Konrad Scherer
MONDAY, 22 APRIL 2013

Starting Openstack deployment

Starting with Openstack

I have some experience with Xen, but no experience with any software that controls a hypervisor. Wind River has several customers interested in using oVirt and Openstack with Wind River Linux. Another team is looking at oVirt, but no one had taken up the Openstack investigation. I have experience with Puppet and Puppetlabs has some official Openstack modules, so it seems a good place to start.

Fedora 18

I re-purposed a coverage builder and installed Fedora 18. I had read about Openstack and Fedora and thought that would be a good place to start. Then Redhat announced the Packstack and RDO project and I decided to give it a try.

The initial install failed due to selinux being disabled and conflicts with NIS (our NIS deployment contains users with uids that conflict with the ones in the rpms). When I finally got the packstack installer to complete after a clean install, openstack refused to recognize the admin user. So I did a reinstall using CentOS 6.4 and everything worked without issue.

Openstack and images

My experience with virtual machines has always been boot and install onto some empty, usually virtual, disk. Openstack was my first interaction with images. The docs recommend a base F18 image. The first attempt to download using the horizon interface seemed to hang. I was able to wget the image on my local machine 30 minutes after the download using the web page had started.

Openstack and LVM

My initial install of the host OS created a large LVM partition called cinder-volumes for the Openstack Block storage service. Unfortunately, the packstack installer renamed the volume group. I had to:

  • Stop the cinder-volume service
  • Delete the packstack created volume group and physical volume
  • Rename the local LVM volume group
  • Restart the cinder-volume service.

Openstack and volumes

I went into the Volume section of the Horizon Web UI and created a Volume. Running lvs on the host shows that a volume was created in the correct place. I launched the instance as tiny and noticed that it did not require a volume, which I found strange. I had setup a security group to allow ssh and inject my public key. I then associated a floating ip and was able to log into the vm! This was a happy moment.

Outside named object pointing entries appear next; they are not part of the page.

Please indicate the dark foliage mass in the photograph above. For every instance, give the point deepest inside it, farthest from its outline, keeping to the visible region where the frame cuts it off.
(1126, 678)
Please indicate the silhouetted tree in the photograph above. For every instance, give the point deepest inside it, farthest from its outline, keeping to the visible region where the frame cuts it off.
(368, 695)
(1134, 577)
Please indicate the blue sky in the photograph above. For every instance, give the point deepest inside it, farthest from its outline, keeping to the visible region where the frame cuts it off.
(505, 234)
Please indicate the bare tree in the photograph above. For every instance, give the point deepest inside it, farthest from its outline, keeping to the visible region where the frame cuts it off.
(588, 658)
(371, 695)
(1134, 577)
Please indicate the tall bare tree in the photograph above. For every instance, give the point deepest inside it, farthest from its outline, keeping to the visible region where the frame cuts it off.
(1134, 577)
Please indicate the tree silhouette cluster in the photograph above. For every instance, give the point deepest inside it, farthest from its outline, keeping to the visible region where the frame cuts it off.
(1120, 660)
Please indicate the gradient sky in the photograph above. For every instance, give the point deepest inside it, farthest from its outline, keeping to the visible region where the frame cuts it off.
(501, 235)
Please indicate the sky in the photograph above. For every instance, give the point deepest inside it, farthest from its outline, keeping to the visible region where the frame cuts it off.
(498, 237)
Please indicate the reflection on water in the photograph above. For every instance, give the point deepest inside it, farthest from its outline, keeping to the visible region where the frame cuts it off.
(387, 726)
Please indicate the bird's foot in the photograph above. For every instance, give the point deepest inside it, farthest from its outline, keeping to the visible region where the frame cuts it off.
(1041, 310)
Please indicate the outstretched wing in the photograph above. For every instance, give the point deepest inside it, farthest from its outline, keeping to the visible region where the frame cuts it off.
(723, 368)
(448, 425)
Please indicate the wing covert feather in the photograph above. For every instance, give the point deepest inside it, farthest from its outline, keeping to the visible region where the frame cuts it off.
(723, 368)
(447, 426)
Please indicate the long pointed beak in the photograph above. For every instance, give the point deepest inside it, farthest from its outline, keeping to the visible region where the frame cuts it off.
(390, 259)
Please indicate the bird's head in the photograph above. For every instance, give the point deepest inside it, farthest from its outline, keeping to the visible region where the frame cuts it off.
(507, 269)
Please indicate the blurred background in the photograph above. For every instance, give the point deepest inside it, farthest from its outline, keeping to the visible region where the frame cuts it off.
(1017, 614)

After some poking around, a disk space check revealed that the VM had 10 GB disk space. This confused me because I had not associated it with a volume. So I repeated the process but setup the VM to boot off the volume I created earlier. This time the boot failed due to missing boot image.

Some EC2 history

I did more research and found this article. It explains some the history of virtual machine infrastructure. When EC2 was first launched, the VMs had no persistent storage. Customers had to use some sort of web service like S3 to persist information. This kind of image is called instance-store; Openstack refers to it as Ephemeral storage.

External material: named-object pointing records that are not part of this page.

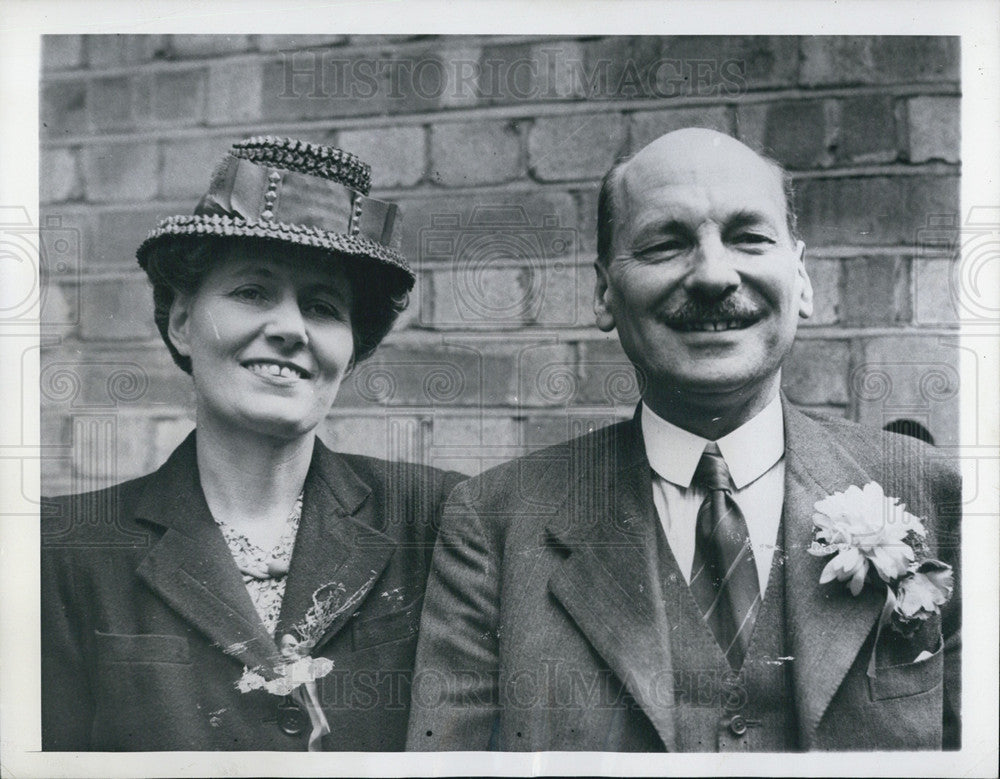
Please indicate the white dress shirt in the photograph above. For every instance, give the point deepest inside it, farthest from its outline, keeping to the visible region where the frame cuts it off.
(755, 454)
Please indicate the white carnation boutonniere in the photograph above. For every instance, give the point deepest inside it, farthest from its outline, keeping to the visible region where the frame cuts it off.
(873, 538)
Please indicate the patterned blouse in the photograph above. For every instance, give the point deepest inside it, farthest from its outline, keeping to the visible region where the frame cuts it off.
(264, 572)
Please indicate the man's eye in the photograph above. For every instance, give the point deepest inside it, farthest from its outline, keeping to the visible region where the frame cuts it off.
(661, 249)
(752, 238)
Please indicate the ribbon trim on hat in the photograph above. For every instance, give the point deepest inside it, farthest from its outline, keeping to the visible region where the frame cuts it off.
(258, 193)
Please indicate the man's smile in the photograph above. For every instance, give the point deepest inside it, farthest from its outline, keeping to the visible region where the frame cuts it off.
(711, 325)
(273, 368)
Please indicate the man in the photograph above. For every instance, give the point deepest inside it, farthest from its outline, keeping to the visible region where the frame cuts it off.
(654, 585)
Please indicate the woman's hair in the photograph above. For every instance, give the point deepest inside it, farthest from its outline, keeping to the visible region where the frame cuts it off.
(179, 267)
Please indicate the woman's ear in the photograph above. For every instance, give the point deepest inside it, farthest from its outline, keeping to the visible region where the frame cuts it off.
(179, 323)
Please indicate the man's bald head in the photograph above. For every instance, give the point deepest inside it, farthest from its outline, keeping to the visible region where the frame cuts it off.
(686, 148)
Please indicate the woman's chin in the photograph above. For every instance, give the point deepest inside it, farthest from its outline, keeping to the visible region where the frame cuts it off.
(283, 426)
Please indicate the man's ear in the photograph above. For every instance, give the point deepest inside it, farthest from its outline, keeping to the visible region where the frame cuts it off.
(602, 299)
(178, 324)
(806, 294)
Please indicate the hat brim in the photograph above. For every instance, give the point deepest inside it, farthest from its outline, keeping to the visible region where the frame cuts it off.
(302, 235)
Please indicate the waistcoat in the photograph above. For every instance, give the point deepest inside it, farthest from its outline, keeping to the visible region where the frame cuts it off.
(718, 709)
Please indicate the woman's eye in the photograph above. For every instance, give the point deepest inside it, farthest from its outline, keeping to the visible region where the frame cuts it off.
(323, 308)
(249, 293)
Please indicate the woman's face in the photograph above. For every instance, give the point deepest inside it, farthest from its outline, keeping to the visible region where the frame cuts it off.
(269, 339)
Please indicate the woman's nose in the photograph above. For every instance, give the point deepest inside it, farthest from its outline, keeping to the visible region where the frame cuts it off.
(712, 274)
(286, 324)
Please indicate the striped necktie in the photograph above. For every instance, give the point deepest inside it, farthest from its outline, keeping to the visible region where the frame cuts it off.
(724, 575)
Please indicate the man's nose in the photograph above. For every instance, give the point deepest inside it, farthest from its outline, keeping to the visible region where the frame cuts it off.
(286, 324)
(712, 273)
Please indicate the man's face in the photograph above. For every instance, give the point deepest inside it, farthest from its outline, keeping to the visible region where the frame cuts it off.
(705, 285)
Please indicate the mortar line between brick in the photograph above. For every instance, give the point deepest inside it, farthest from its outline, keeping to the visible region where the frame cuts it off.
(528, 186)
(519, 111)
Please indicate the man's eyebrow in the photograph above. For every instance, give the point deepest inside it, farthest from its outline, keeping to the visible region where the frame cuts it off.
(655, 227)
(747, 217)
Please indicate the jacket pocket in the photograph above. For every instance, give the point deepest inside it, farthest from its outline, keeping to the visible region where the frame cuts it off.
(900, 681)
(383, 628)
(141, 648)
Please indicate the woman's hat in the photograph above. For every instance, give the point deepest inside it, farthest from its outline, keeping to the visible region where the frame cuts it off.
(297, 192)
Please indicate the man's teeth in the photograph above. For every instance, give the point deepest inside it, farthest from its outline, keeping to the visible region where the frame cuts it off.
(714, 326)
(270, 369)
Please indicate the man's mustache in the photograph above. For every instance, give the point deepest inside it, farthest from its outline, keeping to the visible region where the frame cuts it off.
(734, 308)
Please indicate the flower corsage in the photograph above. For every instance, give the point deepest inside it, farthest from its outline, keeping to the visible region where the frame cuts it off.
(297, 671)
(873, 538)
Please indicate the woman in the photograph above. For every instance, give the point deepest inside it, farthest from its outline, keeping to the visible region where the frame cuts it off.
(258, 591)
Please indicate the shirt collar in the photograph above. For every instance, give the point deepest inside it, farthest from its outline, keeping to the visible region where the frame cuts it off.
(750, 450)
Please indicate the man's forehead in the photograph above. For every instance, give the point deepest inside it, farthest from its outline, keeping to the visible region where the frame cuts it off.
(701, 159)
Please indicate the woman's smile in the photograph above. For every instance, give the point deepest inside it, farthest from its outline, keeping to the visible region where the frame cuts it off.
(270, 341)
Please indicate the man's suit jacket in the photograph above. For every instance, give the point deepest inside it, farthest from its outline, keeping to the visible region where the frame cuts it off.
(541, 628)
(147, 624)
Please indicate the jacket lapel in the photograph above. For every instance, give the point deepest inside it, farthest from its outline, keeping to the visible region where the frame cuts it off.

Then Amazon introduced EBS to provide persistent storage. It could be attached to an instance-store image as a another block device. In Openstack this is handled by Cinder as block level storage.

Then came the ability to boot from EBS volumes. This matches my internal model of a virtual machine as persistent like a physical machine. By default the volumes are empty, so the next step is populating the volume with the proper bits. I have experience with Cobbler to use kickstart and others to install new systems, but I was curious if the image could be “transferred” to the volume.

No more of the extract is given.